Climate records of the last glacial cycle provide a good picture of how climate changed at high and middle latitudes, but fewer records of the tropics are available. Carolin et al. (p. 1564, published online 6 June) present data from a suite of precisely dated stalagmites from Borneo that reveal how the western tropical Pacific region behaved between 100,000 and 15,000 years ago, a period during which many abrupt climate changes occurred in other parts of the world. While the hydroclimate of Borneo changed in response to precessional forcing, it responded only weakly to the forces that produced glacial-interglacial changes in global climate.
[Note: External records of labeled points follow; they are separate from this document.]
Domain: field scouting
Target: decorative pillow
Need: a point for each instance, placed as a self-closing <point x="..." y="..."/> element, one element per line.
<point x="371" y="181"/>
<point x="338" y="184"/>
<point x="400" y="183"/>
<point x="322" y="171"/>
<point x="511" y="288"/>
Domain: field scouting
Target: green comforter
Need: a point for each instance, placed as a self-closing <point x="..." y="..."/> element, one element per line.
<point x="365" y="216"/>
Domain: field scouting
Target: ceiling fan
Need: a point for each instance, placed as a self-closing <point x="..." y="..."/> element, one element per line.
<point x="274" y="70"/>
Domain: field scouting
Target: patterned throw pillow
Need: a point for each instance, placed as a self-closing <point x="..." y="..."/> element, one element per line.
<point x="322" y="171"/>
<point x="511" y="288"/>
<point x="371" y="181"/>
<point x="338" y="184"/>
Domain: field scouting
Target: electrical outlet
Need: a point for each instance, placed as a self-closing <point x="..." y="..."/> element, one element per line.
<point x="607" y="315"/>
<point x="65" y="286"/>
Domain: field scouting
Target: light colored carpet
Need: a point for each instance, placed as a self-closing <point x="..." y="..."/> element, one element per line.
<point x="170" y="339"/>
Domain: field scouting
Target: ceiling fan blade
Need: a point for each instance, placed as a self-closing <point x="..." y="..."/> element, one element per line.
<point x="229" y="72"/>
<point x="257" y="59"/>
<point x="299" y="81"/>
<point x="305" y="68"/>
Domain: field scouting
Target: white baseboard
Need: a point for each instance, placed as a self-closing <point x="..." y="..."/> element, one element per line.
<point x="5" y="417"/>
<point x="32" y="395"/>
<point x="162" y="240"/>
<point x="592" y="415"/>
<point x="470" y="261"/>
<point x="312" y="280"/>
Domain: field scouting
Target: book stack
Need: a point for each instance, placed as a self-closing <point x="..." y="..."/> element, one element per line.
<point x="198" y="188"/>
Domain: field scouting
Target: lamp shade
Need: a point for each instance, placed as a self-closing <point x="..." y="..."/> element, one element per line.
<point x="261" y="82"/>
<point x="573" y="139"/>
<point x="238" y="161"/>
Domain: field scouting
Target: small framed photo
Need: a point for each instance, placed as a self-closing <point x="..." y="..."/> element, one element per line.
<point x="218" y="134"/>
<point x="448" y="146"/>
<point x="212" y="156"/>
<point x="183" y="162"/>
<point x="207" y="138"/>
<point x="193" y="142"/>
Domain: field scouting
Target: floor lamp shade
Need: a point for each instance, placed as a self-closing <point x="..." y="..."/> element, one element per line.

Atmospheric deep convection in the west Pacific plays a key role in the global heat and moisture budgets, yet its response to orbital and abrupt climate change events is poorly resolved. Here, we present four absolutely dated, overlapping stalagmite oxygen isotopic records from northern Borneo that span most of the last glacial cycle. The records suggest that northern Borneo’s hydroclimate shifted in phase with precessional forcing but was only weakly affected by glacial-interglacial changes in global climate boundary conditions. Regional convection likely decreased during Heinrich events, but other Northern Hemisphere abrupt climate change events are notably absent. The new records suggest that the deep tropical Pacific hydroclimate variability may have played an important role in shaping the global response to the largest abrupt climate change events.